N, accuracy, fracWrong = evaluate(bquark)
print("\nALEPH BJET TAG:")
print("  First number in parenthesis is the estimate, second is the MC truth (i.e. label):")
print("  True-Negative (0,0)  = ", N[0][0])
print("  False-Negative (0,1) = ", N[0][1])
print("  False-Positive (1,0) = ", N[1][0])
print("  True-Positive (1,1)  = ", N[1][1])
print("    Fraction wrong            = ( (0,1) + (1,0) ) / sum = ", fracWrong)
print("    Fraction right (accuracy) = ( (0,0) + (1,1) ) / sum = ", accuracy)

## Questions:

1. Start by plotting the six "Aleph classification variables" and calculate their correlation matrices for signal and background, and see which seems to separate and correlate most (optional).

2. Above, the scoring is simply done by considering the fraction of wrong estimates. Think about what the alternatives could be, especially if you were to give a continuous score like the Aleph-NN. This scoring is called the "loss function".

3. <b>Draw ROC curves for each of these six separately, to quantify the separation. Also draw the Aleph-NN variable (nnbjet).</b> Is the Aleph-NN better? Are any of the variables "seemingly worthless"? (we will return to this point later).<br>
Note that decision variables (i.e. 0 and 1) yield a single point in the ROC curve plot.

5. <b>Try to get a BDT to make predictions based on the six given input variables. Plot the result in the ROC curve, and see if you managed to compete or even improve upon the Aleph-NN scores.</b>

6. <b>Think about what data you based your predictions on? Was it the same data that you trained the algorithm on? And if that is the case, is that reasonable?<b>

7. Does including more data (50000 instead of 5000 events) improve your performance?

8. Does including the kinematic variables 'energy', 'cTheta', and 'phi' (which are not related to jet type) improve your performance?

## Learning points:

From this exercise you should:

1. get a feel for the problem at hand, namely to separate two populations in a 6-dimensional space. It is hard to imagine, yet with simple cuts you should be able to get "some performance", though never close to the Aleph-NN.

2. learn, that it is hard to do "by hand", but that at least the fact that you have known cases (i.e. labels) makes you capable of getting some performance.

3. be able to draw ROC curves to compare performances between different variables and scores (floating or discrete).

4. know that you can (typically) improve the performance through the use of Machine Learning (ML).

5. <b>be capable not only of getting ML results, but also confident in optimising them, and certainly proficient in interpreting them.</b>

---

# Classify B-jets using MLPclassifier:

The following is a solution example based on MLPclassifier, which is know to be simple and included in the SciKit Learn package.

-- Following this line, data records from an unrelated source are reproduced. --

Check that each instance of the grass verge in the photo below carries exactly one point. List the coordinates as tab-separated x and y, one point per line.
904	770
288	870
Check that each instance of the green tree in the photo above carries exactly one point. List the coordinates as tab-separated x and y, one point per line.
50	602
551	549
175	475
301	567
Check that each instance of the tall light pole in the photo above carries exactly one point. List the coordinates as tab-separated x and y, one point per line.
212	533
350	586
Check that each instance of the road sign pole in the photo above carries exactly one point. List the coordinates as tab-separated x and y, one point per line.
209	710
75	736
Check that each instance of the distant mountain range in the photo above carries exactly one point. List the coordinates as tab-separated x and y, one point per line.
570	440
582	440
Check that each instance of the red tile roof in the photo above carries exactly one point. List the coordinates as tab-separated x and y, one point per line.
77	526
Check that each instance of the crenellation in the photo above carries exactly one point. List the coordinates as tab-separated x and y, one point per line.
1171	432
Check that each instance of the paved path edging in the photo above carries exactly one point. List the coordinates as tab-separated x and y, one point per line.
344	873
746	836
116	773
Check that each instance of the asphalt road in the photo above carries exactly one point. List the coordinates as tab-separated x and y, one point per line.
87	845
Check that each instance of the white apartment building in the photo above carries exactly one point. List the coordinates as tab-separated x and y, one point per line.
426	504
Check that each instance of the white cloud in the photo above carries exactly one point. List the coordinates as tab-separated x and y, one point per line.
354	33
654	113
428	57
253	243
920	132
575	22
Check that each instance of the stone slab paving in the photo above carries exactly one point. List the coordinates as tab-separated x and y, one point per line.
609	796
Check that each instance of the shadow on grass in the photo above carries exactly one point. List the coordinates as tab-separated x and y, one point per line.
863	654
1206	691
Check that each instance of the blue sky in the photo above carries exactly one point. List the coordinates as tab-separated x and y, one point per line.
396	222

## Notes about Neural Network based ML solution

The following is a solution based on MLPclassifier (MLP = MultiLayer Perceptron, essentially a (feed forward) Neural Network). Examples of different MLPclassifier solutions can be found here:
* https://scikit-learn.org/stable/modules/generated/sklearn.neural_network.MLPClassifier.html
* https://michael-fuchs-python.netlify.app/2021/02/03/nn-multi-layer-perceptron-classifier-mlpclassifier/

Similar solutions can be produced with [PyTorch](https://pytorch.org/) or [TensorFlow](https://www.tensorflow.org/)

Generally, the steps are:
1. Define training, validation, and testing samples.
2. Normalise the input (and possibly output) variables to a mean and variance around unity (i.e. 0 and 1).
3. Define the feature (input) and target (output) variables.
4. Define the loss function (i.e. what it should aim to optimize).
5. Fit for a model.
6. Apply the model to the test set, and determine performance.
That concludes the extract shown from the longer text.